2010 Kimmy Kimm & Lulu Chu Guide
Their project that July was the mall’s “Teen Talent Meltdown,” a karaoke contest held in the atrium between a Cinnabon and a Spencer’s Gifts. They weren’t singers, but they didn’t need to be. They had a two-part harmony on “Love Story” by Taylor Swift that they’d perfected in Lulu’s basement, singing into hairbrushes while the wall-mounted AC dripped onto a pile of Seventeen magazines.
In the hazy, glitter-glued summer of 2010, Kimmy Kimm and Lulu Chu ruled the narrow hallway of Westbrook High’s freshman wing. Not with cruelty, but with an unspoken, two-person empire built on shared ringtones and identical butterfly hair clips.
The problem was the costumes. Kimmy wanted matching sequin vests. Lulu wanted to go as “chaos fairies” with ripped tights and fake eyelashes. They argued for three days via BBM, the little “R” for Received taunting them both. 2010 kimmy kimm & lulu chu
But after the contest, sitting on the curb outside the mall with a shared soft pretzel, Lulu leaned her head on Kimmy’s shoulder. “We were the best, though.”
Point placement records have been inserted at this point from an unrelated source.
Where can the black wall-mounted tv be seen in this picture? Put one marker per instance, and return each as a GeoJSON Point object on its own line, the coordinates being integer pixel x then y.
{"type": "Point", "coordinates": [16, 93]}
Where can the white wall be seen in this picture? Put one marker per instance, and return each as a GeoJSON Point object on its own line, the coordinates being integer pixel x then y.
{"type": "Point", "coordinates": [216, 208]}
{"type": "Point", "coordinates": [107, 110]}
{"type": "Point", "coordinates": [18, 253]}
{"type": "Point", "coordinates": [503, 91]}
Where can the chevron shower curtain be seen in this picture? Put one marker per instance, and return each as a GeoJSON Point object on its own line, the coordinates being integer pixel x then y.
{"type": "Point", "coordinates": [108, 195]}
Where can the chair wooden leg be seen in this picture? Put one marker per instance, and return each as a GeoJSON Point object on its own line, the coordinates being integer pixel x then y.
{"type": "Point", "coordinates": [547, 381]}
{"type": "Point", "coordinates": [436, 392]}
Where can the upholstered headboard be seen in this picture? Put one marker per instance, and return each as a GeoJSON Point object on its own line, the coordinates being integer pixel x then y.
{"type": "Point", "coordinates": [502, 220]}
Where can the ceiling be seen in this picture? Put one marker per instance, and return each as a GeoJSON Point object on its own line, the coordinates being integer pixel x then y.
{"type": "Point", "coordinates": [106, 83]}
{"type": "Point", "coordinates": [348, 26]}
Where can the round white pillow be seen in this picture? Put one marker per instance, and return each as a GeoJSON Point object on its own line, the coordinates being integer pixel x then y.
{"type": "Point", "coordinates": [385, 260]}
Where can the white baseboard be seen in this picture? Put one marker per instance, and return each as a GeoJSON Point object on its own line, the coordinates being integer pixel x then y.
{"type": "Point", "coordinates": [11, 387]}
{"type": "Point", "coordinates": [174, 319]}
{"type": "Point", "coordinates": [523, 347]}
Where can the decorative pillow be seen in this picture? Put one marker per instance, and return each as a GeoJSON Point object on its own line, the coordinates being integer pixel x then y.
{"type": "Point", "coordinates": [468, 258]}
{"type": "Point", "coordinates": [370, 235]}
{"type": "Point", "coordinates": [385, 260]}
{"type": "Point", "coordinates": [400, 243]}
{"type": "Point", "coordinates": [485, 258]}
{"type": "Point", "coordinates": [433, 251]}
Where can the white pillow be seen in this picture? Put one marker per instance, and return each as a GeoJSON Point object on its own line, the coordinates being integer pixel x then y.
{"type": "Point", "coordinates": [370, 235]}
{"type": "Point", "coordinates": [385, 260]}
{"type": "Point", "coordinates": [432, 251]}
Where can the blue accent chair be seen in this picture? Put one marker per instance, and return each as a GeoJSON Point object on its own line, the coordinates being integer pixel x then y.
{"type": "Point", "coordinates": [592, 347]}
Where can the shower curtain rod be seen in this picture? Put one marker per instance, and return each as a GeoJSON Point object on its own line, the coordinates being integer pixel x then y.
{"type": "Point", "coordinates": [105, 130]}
They didn’t know that in two years, Kimmy would move to a city with better prep schools, and Lulu would find a crew of art kids who painted murals on abandoned walls. They didn’t know that Facebook would become ancient history, or that their BBM chats would vanish into the digital ether. Their project that July was the mall’s “Teen
“The brand is us ,” Lulu typed back. “And we are not vests.”
They came in fourth place. The winner was a boy who played “Wonderwall” on an acoustic guitar and cried afterward. In the hazy, glitter-glued summer of 2010, Kimmy
Kimmy was the architect. She was tall, with a planner color-coded in six shades of gel pen, and she knew that the key to their future was visibility. Lulu was the heart. She was small, quick to laugh, and could make a friendship bracelet out of dental floss and sheer will.